What no one told me about New York was something that I really should have just figured out. That is: No matter what it is you want, you can find it here. Want sports? Everywhere you go, people are ready and willing to talk about the Knicks, the Yankees, the Giants, etc... Want religion? There are churches, cathedrals, mosks, synagogues, and temples everywhere. Want Entertainment? The best music, movies, art, and culture in the world finds it's way here.

What I really couldn't have gotten myself prepared for is the second part of that statement. The obvious opposite implication. That is: No matter what it is you are afraid of, you will be confronted with it here.

Afraid of conflict? People will tell you what they think, 'cause they don't have time for pleasantries when they're upset. They have somewhere to be, and they will tell you off in time to make their meeting.

Homophobic, Racist, aloof?
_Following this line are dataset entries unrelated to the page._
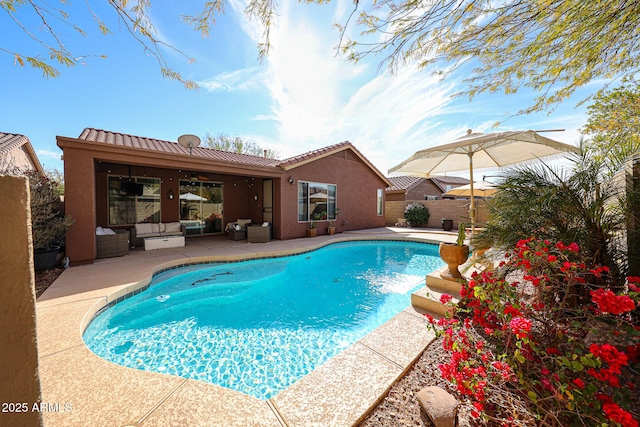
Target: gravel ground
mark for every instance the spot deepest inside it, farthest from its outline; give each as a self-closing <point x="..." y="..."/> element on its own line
<point x="400" y="407"/>
<point x="46" y="278"/>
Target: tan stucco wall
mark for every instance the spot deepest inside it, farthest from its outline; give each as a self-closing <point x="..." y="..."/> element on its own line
<point x="19" y="381"/>
<point x="457" y="210"/>
<point x="355" y="194"/>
There are flamboyant drag queens, strange "what is that?" couples, and (my personal favorite to see) Glamorous Gay Gangsters (think soft pastel colors of sports jersey's tied in knots at the stomach, drenched in Bling and Gold, talking ghetto with a lisp). There are truly intimidating thugs, built like GI Joe's, and constantly talking trash about violence to whomever is nearby. There are homeless people who will call you out and threaten you if you ignore them (but most of them are grateful if you treat them like a human). There is every cartoon-like character of every stereotype you can imagine.

Finally, there is the silence. What no one told me, and what I could not have possibly prepared myself for, is the simple majority of your day that you, out of basic courtesy for people around you (and they are ALWAYS around), are quiet. I work in an office where I share an open room with about 40 people. Not cubicles, just desks with the occasional dividing wall. I live with a roommate in a 13x15 ft apartment with a half kitchen, one bed, a futon, and a dog pin. You're never alone on the subway. You're never alone on the street. I find myself speaking about 1/2 as many words each day just because I'm simply trying "not to be loud". When I take a phone call at home, if my roommate's there, I go out into the stairwell so I can talk without disturbing him, 'cause there's no where else to go.

And somehow despite the constant crowds and the long lines, there is an unmistakable loneliness that hits you when you finally settle in. And that's where it breaks.

That's where you start becoming a "New Yorker", I think. When you learn to break through the silence with overt pleasantness and kindness and just ... talk to strangers. Standing in line at the grocery is the perfect time to talk to someone. It doesn't matter any more that they'll probably never see you again. You can see them now. So you talk to them. You talk about the weather. Because they're a human being, and if they've been here for more than a week or two, they feel the same way as you. They want contact. I want contact. I pine for community. I can't wait for Sunday so that I can make it to church and just connect with other human beings that I can count on to be there. I can't wait to go out so I can communicate with people, anyone.

I'm still in love with this city. But I feel the honeymoon ending, and I'm glad for it. I want to love it when the flame of being in love has burned out. I want to live here when I would rather be elsewhere. I want New York to keep me when I want to leave. But to get there, I've got to learn to perfect the art of talking to strangers.